# Applying wax with Rupes?



## Chris Donaldson (Jun 26, 2016)

I've got a Bigfoot Mk2 LHR15. I've never applied wax with it before. I know it's a daft question but I take it I use the white pad to apply wax?


----------



## Kenan (Sep 7, 2015)

Do you also put the wax onto the pad with an applicator/hand as most pads would not fit in the pot?

I'm also keen to try to apply a wax by machine 

Sent from my Mi A1 using Tapatalk


----------



## garage_dweller (Apr 10, 2018)

I waxed the car on sunday, applied by hand and removed with the da using a Lake Country Microfibre Finishing Pad. Didn't make any difference to the finish when compared to removing by hand. Was much less satisfying using the da than removing by hand.


----------



## riskypicker (Apr 16, 2014)

I pretty much always apply by da and remove by hand.

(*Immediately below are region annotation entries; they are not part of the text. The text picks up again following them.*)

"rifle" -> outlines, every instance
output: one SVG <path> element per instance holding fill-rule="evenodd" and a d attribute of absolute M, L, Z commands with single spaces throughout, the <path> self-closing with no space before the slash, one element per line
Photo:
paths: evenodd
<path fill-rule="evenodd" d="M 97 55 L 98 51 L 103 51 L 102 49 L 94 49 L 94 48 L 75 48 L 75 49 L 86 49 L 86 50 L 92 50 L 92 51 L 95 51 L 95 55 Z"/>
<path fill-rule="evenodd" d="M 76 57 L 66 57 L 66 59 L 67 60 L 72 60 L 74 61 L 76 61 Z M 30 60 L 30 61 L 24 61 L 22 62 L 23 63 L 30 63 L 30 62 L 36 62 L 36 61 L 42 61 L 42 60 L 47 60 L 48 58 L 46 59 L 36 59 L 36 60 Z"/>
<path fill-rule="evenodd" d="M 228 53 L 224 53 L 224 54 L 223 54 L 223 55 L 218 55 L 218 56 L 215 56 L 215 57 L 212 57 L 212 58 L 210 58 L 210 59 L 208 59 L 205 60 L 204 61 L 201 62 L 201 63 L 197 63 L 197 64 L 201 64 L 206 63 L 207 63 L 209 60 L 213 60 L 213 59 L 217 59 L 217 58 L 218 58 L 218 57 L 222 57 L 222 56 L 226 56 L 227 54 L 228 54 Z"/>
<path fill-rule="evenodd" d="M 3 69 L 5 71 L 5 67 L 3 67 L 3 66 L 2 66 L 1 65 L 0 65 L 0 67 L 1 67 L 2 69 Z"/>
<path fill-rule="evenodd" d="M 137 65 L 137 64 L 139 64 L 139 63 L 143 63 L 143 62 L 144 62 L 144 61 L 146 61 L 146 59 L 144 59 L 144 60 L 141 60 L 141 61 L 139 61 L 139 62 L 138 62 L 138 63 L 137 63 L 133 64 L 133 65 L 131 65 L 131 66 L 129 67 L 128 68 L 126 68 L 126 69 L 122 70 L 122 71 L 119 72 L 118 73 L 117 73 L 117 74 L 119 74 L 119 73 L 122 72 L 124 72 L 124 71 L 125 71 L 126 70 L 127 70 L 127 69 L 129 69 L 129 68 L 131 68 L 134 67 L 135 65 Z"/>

I use either a black / red cg hex logic finishing pad - 4" fits in the DSW and Fusso99 pots.

Using a machine gets a more even coat than i can achieve by hand.


----------



## Chris Donaldson (Jun 26, 2016)

What speed do you apply the wax? I'm guessing it's only 1 or 2 as it's purely a method of application and you're not working it.


----------